In contrast, fellow workers at my delivery office were in a celebratory mood, seeing the result as a victory and an opportunity for the working class.
As I walked into work there were handshakes, high fives, cheers and discussion about the decision. Contrary to how, in the most part, the media and some on the left have declared this as a victory for the right wing, the most popular point of discussion was the view that Cameron would soon be gone and a general election would be on the horizon. Cameron resigned just hours later.
There was recognition that the working class had widely rejected the EU and Tory austerity agenda and the establishment as a whole. My colleagues now have the Tories firmly in their sights, appreciating that the racists and xenophobes will also need to be defeated in the coming weeks and months.
Workplace meetings are being planned to organise for the next steps, showing the rise of political engagement. I hope this victory can act as a catalyst for socialism, led by organised workers, in the coming period. The National Shop Stewards Network conference on 2 July [see back page] will give workers the opportunity to discuss this further.
Carl Harper, Communication Workers Union (CWU) member, Peterborough
I work for a finance company. So when I went into work that morning, as expected, we had emails from management saying it's all OK, though there was a tone of disappointment. I saw many of the Remain campaigners calling the Leavers 'racists and Ukip supporters.'
So when I went to lunch I was kind of worried when I came to a cheery bunch of the 'white working class' colleagues. From many conversations with them they are not socialists, don't describe themselves as 'left wing' and many don't usually vote.
I watched when Cameron's resignation was showing on the TV screen and there was a fist pump and some excitement. Then it came to Trump's statement and the idea Boris may be the next leader. They described it as a comic horror show. They did not like either of them one bit. Then Farage - they had some nasty things to say about him.
So I asked, "what did you vote?" and the main response was Leave. I asked why, then, they hated the Leave campaigners? "They are all as bad as each other." So why did you vote leave? "Cos we've had enough, we want to stick one up at them and actually change something for once."
So what about immigration? "I don't think that will actually change, we'll have whatever the bosses want. Just glad we've got Cameron out."
Dinner that evening with some different colleagues also went a very similar way. "I just want to slap Osborne in the face. We need him, as well as Cameron, out now."
Can I cheer up my old mate Paddy Shennan, who appeared to be in a slough of despond over the referendum result when writing in the Liverpool Echo on 25 June? This government's ruthless policy of austerity has been approved by the institutions of the EU, which have presided over history's greatest growth in inequality.
To vote to leave this bastion of power and privilege is not to become a 'little Englander', but is to recognise the neoliberal ethos of the EU. The Trade Unionist and Socialist Coalition - including transport union RMT, the Socialist Party and others - called for a plague on both 'official' houses.
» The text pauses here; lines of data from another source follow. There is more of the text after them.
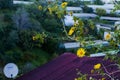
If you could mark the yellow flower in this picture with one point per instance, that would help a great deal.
(92, 71)
(103, 79)
(75, 79)
(97, 66)
(63, 5)
(40, 7)
(50, 10)
(34, 38)
(108, 36)
(71, 31)
(81, 52)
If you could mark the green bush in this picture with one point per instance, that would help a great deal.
(87, 9)
(100, 11)
(6, 3)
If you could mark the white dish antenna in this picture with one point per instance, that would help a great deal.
(10, 70)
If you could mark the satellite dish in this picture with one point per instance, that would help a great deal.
(10, 70)
(69, 20)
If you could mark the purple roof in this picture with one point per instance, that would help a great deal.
(64, 68)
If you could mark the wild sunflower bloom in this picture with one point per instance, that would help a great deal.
(33, 38)
(75, 79)
(63, 5)
(103, 79)
(97, 66)
(40, 7)
(107, 36)
(50, 10)
(81, 52)
(71, 31)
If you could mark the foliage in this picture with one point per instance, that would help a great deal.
(87, 9)
(100, 11)
(98, 2)
(6, 3)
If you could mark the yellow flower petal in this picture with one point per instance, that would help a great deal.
(97, 66)
(103, 79)
(71, 31)
(108, 36)
(33, 38)
(40, 7)
(81, 52)
(63, 5)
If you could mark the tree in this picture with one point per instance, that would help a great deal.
(100, 11)
(98, 2)
(6, 3)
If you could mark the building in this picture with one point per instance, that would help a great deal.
(74, 9)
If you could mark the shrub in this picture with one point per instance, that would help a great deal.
(6, 3)
(87, 9)
(100, 11)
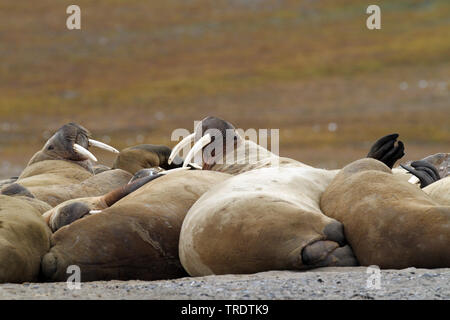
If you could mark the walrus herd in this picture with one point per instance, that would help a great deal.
(154, 215)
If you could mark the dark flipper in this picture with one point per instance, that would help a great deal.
(425, 171)
(384, 150)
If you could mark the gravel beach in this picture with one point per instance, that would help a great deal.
(317, 284)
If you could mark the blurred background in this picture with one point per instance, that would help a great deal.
(137, 70)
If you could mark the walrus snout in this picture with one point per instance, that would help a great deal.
(325, 253)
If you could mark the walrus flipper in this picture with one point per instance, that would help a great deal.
(384, 150)
(425, 171)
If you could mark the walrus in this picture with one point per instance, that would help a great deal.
(224, 149)
(388, 222)
(439, 191)
(144, 156)
(263, 219)
(136, 238)
(24, 239)
(77, 208)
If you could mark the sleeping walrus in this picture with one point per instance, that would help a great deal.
(135, 238)
(24, 238)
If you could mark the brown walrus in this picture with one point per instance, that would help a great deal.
(24, 238)
(136, 238)
(388, 222)
(263, 219)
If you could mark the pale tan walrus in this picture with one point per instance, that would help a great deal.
(388, 222)
(24, 239)
(263, 219)
(136, 238)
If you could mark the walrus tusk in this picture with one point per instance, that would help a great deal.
(186, 140)
(198, 146)
(84, 152)
(103, 146)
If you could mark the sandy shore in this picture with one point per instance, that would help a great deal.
(318, 284)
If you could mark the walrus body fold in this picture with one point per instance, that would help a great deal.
(136, 238)
(388, 222)
(24, 239)
(262, 220)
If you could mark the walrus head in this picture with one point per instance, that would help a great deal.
(70, 142)
(72, 210)
(213, 137)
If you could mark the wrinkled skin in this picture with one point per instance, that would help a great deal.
(54, 194)
(136, 238)
(24, 239)
(264, 219)
(74, 209)
(439, 191)
(143, 156)
(388, 222)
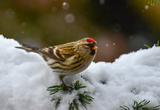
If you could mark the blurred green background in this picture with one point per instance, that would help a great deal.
(118, 26)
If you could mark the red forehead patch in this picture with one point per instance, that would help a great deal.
(90, 40)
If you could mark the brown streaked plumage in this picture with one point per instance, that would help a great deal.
(69, 58)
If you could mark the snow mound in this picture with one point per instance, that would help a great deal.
(24, 78)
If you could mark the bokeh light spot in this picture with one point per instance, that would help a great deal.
(69, 18)
(65, 5)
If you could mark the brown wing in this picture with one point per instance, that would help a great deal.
(61, 52)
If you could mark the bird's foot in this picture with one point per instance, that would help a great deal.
(67, 88)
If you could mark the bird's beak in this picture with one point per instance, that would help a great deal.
(94, 48)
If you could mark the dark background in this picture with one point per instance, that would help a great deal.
(118, 26)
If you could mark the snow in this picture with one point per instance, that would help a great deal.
(24, 78)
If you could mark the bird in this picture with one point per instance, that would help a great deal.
(67, 59)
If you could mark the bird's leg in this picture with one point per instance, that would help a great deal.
(64, 85)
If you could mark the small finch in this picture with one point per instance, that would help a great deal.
(67, 59)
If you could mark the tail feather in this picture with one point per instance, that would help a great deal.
(29, 48)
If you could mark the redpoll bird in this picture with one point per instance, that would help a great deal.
(67, 59)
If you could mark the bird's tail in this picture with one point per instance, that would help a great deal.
(29, 48)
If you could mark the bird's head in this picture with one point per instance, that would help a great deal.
(87, 46)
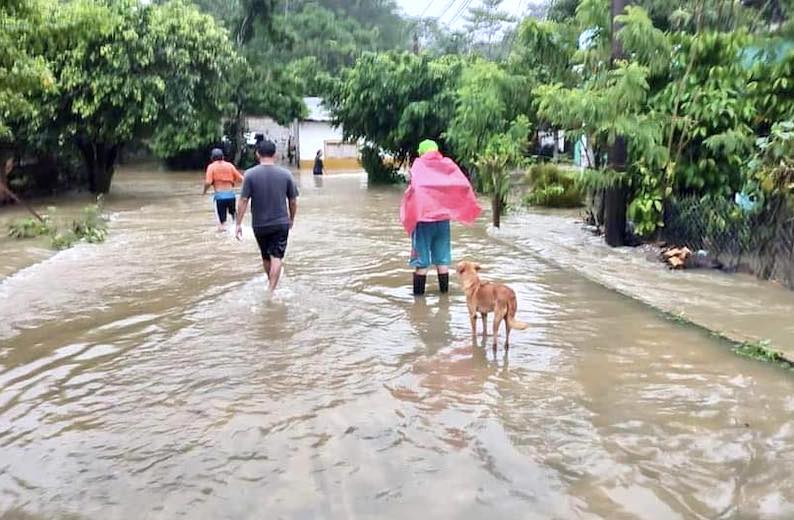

Our campaign for the socialist alternative was largely drowned out by the confusion and falsehoods peddled by both camps.
Struggles against EU austerity are being waged in France, Spain and Portugal. And European Commission president Juncker took satisfaction in sending Greece's leader back with a flea in his ear to carry out the most savage cuts in Greece's history.
We belong to a European labour movement, with enormous potential power to transform the continent into a bastion of socialism. I recognise that immigration was used by Farage to poison the debate, but he can be exposed for the charlatan he is by a confident anti-austerity campaign for socialist change.
So, Paddy, be of good heart, and take the predictions of Armageddon being belched out by the agencies of the media with a huge grain of salt.